Akar dan Tradisi

Bukit Sikunir, Dieng.

Tradisi adalah cara kita memaknai dan merayakan kehidupan. Perjalanan napak tilas, peringatan hari-hari tertentu, sajian/sesajen, aktivitas fisik berupa seni tari, gestur spiritual, bersenggama- hingga benda keseharian seperti buku, pakaian, dan atribut-atribut lain yang memberi detail-  adalah upaya manusia untuk menandai dan memberi jejak pada kehidupan itu sendiri.

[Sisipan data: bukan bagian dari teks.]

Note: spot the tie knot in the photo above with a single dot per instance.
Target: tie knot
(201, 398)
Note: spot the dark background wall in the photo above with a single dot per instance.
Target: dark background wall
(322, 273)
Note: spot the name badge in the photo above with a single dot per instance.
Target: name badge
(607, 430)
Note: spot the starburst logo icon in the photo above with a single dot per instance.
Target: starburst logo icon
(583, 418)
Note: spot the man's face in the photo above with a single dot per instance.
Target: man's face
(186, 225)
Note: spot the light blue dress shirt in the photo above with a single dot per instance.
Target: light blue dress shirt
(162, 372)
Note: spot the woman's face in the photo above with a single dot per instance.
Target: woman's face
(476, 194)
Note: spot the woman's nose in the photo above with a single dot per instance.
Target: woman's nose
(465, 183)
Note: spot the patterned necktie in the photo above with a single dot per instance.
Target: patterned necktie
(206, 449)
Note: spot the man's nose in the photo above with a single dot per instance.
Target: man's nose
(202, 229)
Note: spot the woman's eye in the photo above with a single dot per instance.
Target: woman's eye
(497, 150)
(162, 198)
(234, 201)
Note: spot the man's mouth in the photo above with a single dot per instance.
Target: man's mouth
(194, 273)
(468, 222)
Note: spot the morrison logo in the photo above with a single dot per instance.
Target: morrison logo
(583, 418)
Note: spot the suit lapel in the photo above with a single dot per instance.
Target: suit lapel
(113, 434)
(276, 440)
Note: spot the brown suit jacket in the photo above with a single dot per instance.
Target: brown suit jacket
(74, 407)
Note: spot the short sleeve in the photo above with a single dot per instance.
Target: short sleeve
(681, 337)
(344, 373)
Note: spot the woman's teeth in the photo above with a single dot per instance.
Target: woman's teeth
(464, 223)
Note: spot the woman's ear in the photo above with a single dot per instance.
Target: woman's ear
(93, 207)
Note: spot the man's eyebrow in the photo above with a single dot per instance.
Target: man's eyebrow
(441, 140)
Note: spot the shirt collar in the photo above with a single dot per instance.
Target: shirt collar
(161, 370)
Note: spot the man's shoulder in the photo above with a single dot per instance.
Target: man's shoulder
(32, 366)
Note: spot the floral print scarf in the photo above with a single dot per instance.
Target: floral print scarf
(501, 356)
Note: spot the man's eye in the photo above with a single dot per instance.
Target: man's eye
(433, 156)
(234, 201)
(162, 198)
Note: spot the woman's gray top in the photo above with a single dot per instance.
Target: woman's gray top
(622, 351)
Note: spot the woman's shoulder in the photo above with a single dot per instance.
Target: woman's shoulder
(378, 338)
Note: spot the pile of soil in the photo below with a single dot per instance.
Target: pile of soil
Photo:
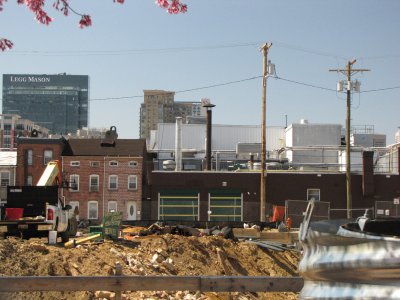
(149, 255)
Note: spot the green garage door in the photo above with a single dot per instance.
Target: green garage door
(178, 205)
(225, 206)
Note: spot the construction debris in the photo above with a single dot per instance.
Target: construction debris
(74, 242)
(167, 254)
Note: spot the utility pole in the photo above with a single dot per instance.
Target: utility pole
(264, 48)
(349, 87)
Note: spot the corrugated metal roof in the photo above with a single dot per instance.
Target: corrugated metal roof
(224, 137)
(92, 147)
(8, 158)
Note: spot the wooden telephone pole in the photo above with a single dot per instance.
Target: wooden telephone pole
(264, 48)
(350, 85)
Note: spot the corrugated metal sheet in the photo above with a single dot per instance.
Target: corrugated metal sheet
(339, 263)
(224, 137)
(8, 158)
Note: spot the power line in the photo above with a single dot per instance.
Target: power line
(129, 51)
(182, 91)
(305, 84)
(235, 82)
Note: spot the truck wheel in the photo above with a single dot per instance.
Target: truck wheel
(72, 226)
(64, 237)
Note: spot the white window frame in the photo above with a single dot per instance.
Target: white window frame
(73, 205)
(311, 194)
(8, 179)
(130, 177)
(113, 163)
(29, 157)
(110, 207)
(95, 164)
(116, 182)
(133, 164)
(74, 179)
(91, 203)
(94, 188)
(47, 158)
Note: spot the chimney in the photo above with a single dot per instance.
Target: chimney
(368, 173)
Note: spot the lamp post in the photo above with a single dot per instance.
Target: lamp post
(207, 104)
(350, 86)
(264, 48)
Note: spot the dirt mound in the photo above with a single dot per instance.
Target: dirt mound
(150, 255)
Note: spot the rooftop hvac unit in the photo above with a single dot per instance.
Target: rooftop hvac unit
(169, 165)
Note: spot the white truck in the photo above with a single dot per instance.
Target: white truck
(37, 210)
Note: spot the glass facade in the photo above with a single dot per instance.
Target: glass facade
(56, 102)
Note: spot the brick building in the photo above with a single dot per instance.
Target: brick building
(105, 176)
(33, 154)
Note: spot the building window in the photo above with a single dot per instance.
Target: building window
(94, 183)
(132, 164)
(74, 182)
(29, 180)
(113, 163)
(29, 157)
(113, 182)
(47, 156)
(93, 210)
(5, 178)
(132, 182)
(74, 211)
(313, 194)
(95, 164)
(112, 206)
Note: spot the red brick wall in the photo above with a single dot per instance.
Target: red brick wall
(121, 195)
(38, 166)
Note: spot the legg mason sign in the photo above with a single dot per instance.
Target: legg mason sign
(29, 79)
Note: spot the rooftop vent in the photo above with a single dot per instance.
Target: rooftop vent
(110, 137)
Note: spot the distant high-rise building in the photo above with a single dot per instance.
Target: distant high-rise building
(57, 102)
(12, 127)
(159, 107)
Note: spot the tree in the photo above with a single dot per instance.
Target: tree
(37, 7)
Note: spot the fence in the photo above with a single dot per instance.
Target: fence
(387, 209)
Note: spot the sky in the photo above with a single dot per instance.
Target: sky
(212, 52)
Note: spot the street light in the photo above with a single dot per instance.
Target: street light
(207, 104)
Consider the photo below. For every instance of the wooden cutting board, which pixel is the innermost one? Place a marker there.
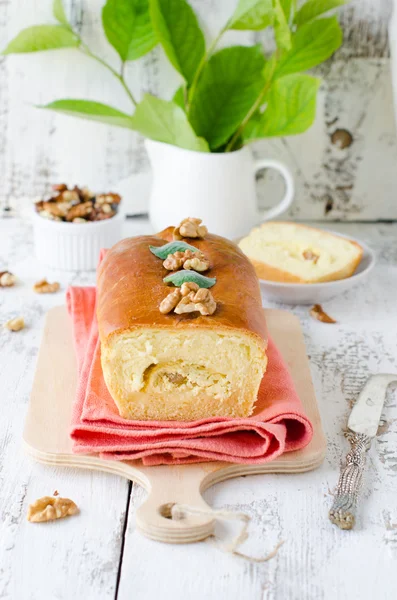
(48, 419)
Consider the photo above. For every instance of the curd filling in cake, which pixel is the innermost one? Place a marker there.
(164, 374)
(288, 252)
(181, 324)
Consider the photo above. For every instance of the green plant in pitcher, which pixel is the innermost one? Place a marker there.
(227, 97)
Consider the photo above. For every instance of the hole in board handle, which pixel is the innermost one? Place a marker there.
(165, 510)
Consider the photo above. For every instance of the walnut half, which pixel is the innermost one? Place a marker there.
(189, 298)
(190, 227)
(48, 509)
(201, 301)
(170, 301)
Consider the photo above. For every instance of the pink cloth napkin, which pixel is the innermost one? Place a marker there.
(278, 424)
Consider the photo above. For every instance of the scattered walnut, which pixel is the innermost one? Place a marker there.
(49, 509)
(342, 138)
(79, 210)
(43, 287)
(318, 313)
(201, 301)
(309, 255)
(188, 260)
(15, 324)
(7, 279)
(190, 227)
(170, 301)
(59, 187)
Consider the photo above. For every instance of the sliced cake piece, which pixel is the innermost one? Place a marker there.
(292, 253)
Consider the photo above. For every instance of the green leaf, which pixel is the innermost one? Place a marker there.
(179, 97)
(166, 122)
(59, 12)
(175, 246)
(287, 7)
(253, 15)
(180, 277)
(313, 8)
(313, 43)
(144, 38)
(282, 32)
(42, 37)
(179, 33)
(229, 85)
(291, 108)
(128, 27)
(94, 111)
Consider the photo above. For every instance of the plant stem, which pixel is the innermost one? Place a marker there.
(251, 111)
(202, 63)
(120, 76)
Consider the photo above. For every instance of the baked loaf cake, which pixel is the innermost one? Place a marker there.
(292, 253)
(180, 366)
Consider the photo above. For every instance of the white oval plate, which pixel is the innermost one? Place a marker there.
(316, 293)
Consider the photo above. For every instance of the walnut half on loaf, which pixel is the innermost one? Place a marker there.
(180, 366)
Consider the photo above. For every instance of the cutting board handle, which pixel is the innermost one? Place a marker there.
(174, 485)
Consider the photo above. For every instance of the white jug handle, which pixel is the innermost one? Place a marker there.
(289, 187)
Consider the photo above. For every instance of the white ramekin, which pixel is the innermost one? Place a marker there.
(74, 246)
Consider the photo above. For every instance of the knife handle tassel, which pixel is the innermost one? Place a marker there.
(343, 509)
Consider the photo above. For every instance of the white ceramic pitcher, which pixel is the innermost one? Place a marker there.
(218, 188)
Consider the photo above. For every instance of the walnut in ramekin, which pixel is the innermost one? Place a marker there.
(77, 205)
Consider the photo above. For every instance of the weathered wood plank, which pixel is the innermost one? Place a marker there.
(77, 557)
(38, 148)
(317, 561)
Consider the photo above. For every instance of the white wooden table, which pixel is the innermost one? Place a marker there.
(99, 554)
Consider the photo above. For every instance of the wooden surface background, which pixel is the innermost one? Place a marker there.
(100, 555)
(38, 148)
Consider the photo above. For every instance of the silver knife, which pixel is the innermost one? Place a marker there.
(362, 425)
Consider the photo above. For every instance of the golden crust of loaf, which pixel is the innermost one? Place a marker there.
(180, 367)
(270, 272)
(130, 288)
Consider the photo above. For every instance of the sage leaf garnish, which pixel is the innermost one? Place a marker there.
(176, 246)
(181, 277)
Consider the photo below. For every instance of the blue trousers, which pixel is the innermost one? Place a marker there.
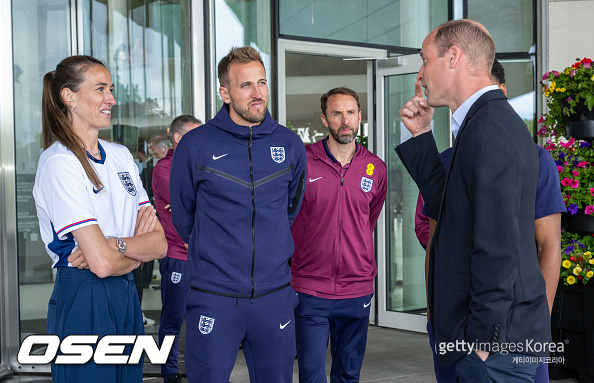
(84, 304)
(448, 374)
(498, 368)
(345, 323)
(174, 296)
(264, 327)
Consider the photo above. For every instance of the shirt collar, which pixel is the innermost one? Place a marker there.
(460, 114)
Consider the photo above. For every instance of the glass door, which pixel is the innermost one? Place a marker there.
(401, 258)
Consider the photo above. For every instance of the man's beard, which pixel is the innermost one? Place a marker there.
(343, 138)
(254, 118)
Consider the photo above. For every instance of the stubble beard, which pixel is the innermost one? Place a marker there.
(246, 114)
(343, 138)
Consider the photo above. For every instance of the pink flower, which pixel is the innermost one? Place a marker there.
(568, 144)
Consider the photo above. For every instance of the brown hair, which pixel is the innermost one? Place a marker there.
(472, 38)
(56, 125)
(342, 90)
(243, 55)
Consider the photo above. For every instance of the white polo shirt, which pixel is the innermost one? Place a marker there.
(67, 200)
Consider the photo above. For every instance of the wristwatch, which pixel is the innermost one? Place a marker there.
(120, 244)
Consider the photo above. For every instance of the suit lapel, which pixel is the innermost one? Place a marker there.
(490, 95)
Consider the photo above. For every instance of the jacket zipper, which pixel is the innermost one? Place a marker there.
(253, 215)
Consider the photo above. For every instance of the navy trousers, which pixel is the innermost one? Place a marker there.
(448, 374)
(344, 322)
(83, 304)
(264, 327)
(174, 296)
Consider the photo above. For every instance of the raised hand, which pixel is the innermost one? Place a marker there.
(416, 114)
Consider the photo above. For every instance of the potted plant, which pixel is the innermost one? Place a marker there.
(570, 100)
(575, 163)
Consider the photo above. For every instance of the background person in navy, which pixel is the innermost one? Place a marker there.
(236, 189)
(484, 282)
(334, 263)
(94, 215)
(174, 280)
(547, 227)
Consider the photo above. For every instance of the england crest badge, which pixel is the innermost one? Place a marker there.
(277, 153)
(206, 324)
(175, 277)
(366, 184)
(127, 183)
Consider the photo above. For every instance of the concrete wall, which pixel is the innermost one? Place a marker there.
(569, 32)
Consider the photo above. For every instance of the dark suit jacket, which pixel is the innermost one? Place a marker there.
(485, 284)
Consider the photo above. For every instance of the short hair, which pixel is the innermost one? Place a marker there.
(243, 55)
(472, 38)
(177, 125)
(162, 141)
(341, 90)
(498, 73)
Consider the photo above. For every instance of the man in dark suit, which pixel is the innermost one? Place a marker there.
(486, 293)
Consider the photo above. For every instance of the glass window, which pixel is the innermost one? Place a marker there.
(397, 23)
(510, 22)
(405, 283)
(308, 77)
(146, 47)
(41, 39)
(241, 23)
(519, 79)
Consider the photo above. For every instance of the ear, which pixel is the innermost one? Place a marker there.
(455, 54)
(224, 95)
(324, 121)
(177, 138)
(67, 96)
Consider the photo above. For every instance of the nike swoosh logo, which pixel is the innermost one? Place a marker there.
(284, 325)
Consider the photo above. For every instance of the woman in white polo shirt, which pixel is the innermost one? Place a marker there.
(94, 217)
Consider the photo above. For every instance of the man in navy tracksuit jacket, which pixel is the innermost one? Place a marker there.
(237, 188)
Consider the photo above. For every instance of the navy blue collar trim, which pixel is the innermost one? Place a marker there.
(329, 153)
(102, 160)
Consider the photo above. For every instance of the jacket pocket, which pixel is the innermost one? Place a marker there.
(461, 282)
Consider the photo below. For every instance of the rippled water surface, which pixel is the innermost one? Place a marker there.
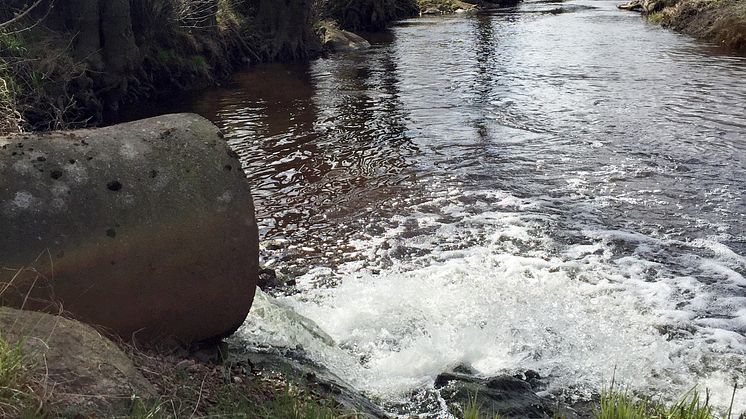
(556, 187)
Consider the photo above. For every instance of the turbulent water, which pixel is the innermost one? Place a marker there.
(556, 187)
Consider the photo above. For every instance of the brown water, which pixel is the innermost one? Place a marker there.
(560, 185)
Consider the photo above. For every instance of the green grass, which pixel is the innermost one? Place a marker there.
(17, 398)
(473, 410)
(623, 405)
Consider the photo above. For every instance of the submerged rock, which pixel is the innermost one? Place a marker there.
(145, 228)
(634, 5)
(338, 40)
(510, 397)
(82, 371)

Selama masih memiliki badan fisik, kita akan selalu menganggap tradisi sebagai hal penting, yang mampu menghadirkan daya magis. Daya magis itu dapat  berupa rasa syukur atas penyatuan dengan alam- sesuatu tak terdeskripsikan, ikatan batin yang terjadi diantara insan manusia, hingga gerak alur alami semesta seperti prrtumbuhan, penuaian, dan kehancuran.

Perayaan hidup ini menjadi salah satu bukti bahwa pada dasarnya, kita memiliki kecenderungan dan tujuan untuk mewujudkan keindahan. Memayu Hayuning Bawana. Juga menegaskan bahwa esensi setiap makhluk beserta takdir dan karmanya, adalah suci dan bermakna.

Setiap keberadaan memiliki peran yang tak tergantikan. Itulah sebabnya dualitas selalu dianggap sebagai penyeimbang, dan keanekaragaman budaya Nusantara adalah wujud dari meriahnya perayaan.

Daya magis lain yang menjadi fungsi dari tradisi adalah sebagai penembus ruang dan waktu, dimana hal yang sama dan dilakukan secara berulang-ulang, mengingatkan dan memutar (baik ke depan ataupun belakang) sejumlah momentum, menegaskan akar jati diri manusia yang penuh nilai, daya, dan harapan-harapan yang eksis sepanjang waktu.